These shows have gotten so out of hand with their “stretching” of real forensic science that juries have been clearing criminals of their charges because the proof wasn’t “as conclusive as they see on CSI”. Prosecutors even have a name for this phenomenon. “The CSI effect”.

9. Tuck that thing in: Military movies where everybody is walking around with their “dog tags” outside their shirts. Or dress uniforms with improper ribbons or improper wear of a uniform. Come on guys there are books on this stuff. Read one! Then there are the hot women detectives in clothes so tight I can count the change in their pockets. Not that there are no attractive women in law enforcement, but if one of my subordinates came in with her cleavage and belly button showing she would be going home for a wardrobe change.

10. Cover me I’m going in:Nobody ever waits for back-up, sets up a perimeter or gets on the radio. It sucks to share the glory with some dumbass “uniform”. I’ll just go down into that basement with the serial killer in the “woman suit”, only pussy’s would back out and call for back-up.

I know, I know, its just entertainment, but it pisses me off… deal with it! Keep reading for my next installment. This is just me warming up.

NEW!!! 11. Tin Cans and Strings: The woeful lack of realism with movie/television communications devices is reaching WTF?? proportions. First off there are these things known as frequencies and channels. Not all radios can communicate with each other simply because they are radios. So when you crawl into a tank to escape the zombie horde (Yes “Walking Dead” I’m talking to you), the dude on the roof top with a police portable radio isn’t going to be able to communicate with you. Convenient to move the story along, but flat out never gonna happen…even in a world where flesh eating zombies walk the earth.
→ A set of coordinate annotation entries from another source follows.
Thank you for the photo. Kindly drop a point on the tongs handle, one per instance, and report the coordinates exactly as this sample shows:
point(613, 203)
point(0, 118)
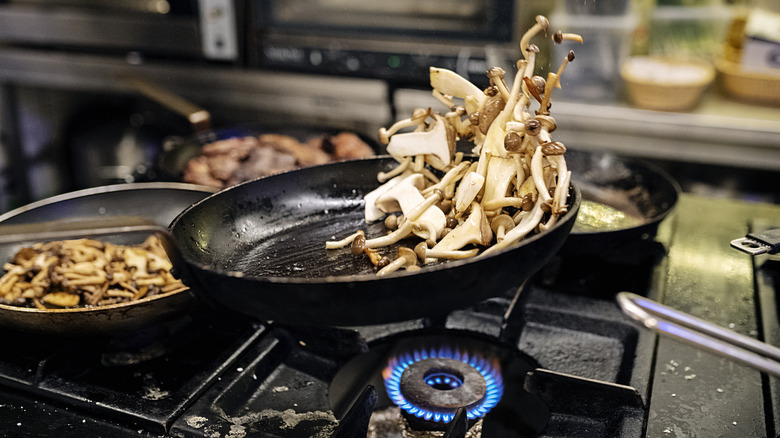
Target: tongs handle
point(697, 332)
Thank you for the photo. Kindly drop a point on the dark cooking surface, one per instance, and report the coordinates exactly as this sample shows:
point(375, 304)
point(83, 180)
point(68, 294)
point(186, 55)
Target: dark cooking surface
point(590, 372)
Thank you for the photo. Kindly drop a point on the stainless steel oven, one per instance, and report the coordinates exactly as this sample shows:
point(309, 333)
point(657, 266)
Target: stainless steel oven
point(390, 40)
point(184, 29)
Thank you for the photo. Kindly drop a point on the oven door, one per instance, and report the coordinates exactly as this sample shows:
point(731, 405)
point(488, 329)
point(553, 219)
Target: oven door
point(395, 41)
point(192, 29)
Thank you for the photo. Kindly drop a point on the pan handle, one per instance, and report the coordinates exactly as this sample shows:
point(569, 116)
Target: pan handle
point(199, 118)
point(699, 333)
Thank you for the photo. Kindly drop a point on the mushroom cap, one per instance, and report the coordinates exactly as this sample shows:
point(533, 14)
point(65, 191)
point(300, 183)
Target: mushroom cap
point(502, 220)
point(408, 255)
point(406, 191)
point(543, 22)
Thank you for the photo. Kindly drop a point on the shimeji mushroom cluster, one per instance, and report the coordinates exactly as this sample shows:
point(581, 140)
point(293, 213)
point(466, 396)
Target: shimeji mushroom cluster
point(518, 185)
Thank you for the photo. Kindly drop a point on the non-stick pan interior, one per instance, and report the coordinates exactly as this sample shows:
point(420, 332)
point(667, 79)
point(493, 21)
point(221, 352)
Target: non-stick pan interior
point(262, 230)
point(621, 194)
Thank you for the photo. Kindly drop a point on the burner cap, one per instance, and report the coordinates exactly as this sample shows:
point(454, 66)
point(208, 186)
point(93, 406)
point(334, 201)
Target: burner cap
point(442, 385)
point(432, 385)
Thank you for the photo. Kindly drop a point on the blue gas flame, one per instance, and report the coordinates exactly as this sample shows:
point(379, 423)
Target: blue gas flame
point(490, 371)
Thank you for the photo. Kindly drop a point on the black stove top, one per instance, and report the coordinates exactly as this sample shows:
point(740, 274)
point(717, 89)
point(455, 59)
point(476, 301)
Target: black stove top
point(556, 358)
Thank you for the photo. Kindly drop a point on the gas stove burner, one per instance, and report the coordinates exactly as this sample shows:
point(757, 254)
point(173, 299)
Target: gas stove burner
point(432, 384)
And then there is the good ole “watch me talk to my wrist” scene. This is where all of our heroes simply have to talk to their watchbands and they magically can communicate with each other. Now…I have actually used one of those wrist mikes operationally. It is a microphone and switch that is run through your sleeve and pinned to your cuff. The switch dangles in your palm AND there is an earpiece that runs up your neck to your ear so you can hear any reply. Most importantly, the whole affair is ATTACHED TO A FRIGGIN RADIO!!!

What exactly is Mr. CIA transmitting with when he talks to his Rolex? Am I to believe that our FBI agents now have wristwatches that are full fledged radios that can transmit and receive? I’m pretty up on current tech…they don’t exist. Some sort of bluetooth device that connects to a radio/cellular system? Maybe, but how exactly is he hearing any reply? I never seem to see any of these “secret agents” wearing an earpiece…hell even a bluetooth earbud would give the scene at a scintilla of possibility.